2. **Protect sensitive data throughout its AI journey**
Organizations are particularly concerned about intellectual property and confidential projects leaking through AI tools. To address this:
- Use **Microsoft Purview** to ensure Copilot responses are always filtered by **user permissions**, so only authorized users see sensitive content.
- Apply **Microsoft Purview Information Protection** controls—encryption, watermarking, autolabeling, and label inheritance—to both prompts and responses.
- Add **sensitivity labels** to data in Microsoft 365 apps and services, SQL Server, Azure Data Lake Storage, and Microsoft Fabric; Copilot will **inherit these labels** in its outputs.
- Use **autolabeling** to automatically apply sensitivity labels based on detected sensitive information.
For third‑party generative AI apps:
- Configure **Microsoft Purview Data Loss Prevention (DLP)** to restrict users from pasting sensitive data into external AI prompts.
- Use **adaptive protection** to block high‑risk users from sharing sensitive data with AI tools while allowing lower‑risk users more flexibility.
3. **Govern Copilot usage and support regulatory compliance**
With AI regulations evolving, compliance and risk teams need traceability and control over AI interactions. Microsoft Purview offers integrated tools that work with Copilot:
- **Audit**: Capture when Copilot interactions occur for accountability and investigations.
- **Data lifecycle management**: Retain and delete Copilot interaction content according to your policies.
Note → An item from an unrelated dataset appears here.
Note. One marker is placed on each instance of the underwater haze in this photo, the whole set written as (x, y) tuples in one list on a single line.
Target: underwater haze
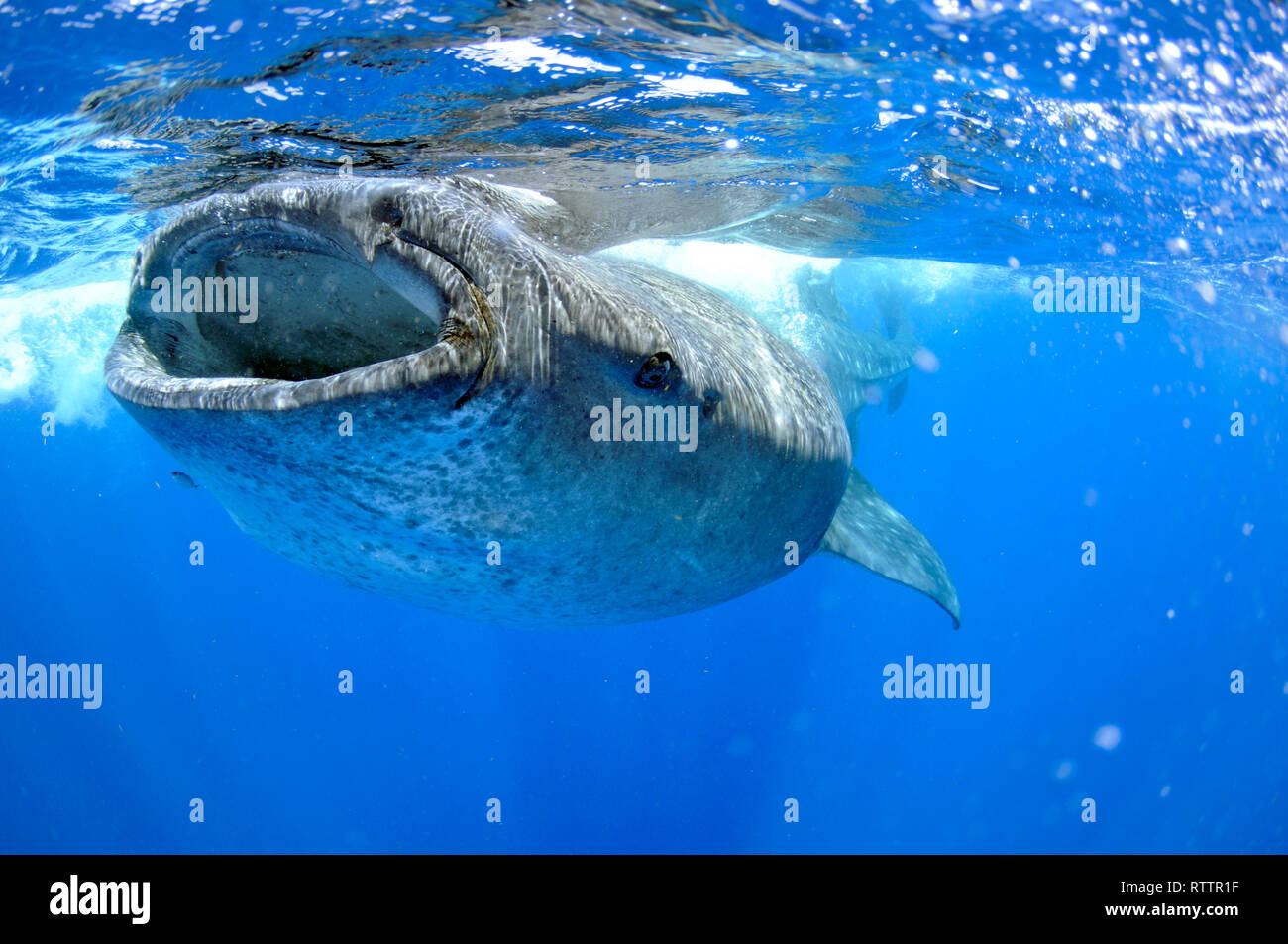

- **Communication compliance**: Detect non‑compliant or unethical use of Copilot prompts and responses (for example, content that could relate to insider trading or other prohibited activities).
- **eDiscovery**: Search Copilot interactions and include them in legal or regulatory investigations.
By combining AI Hub visibility, strong data protection, and integrated compliance capabilities, you can use Copilot to reshape how work gets done while maintaining control over data security, regulatory obligations, and acceptable use of AI across your organization.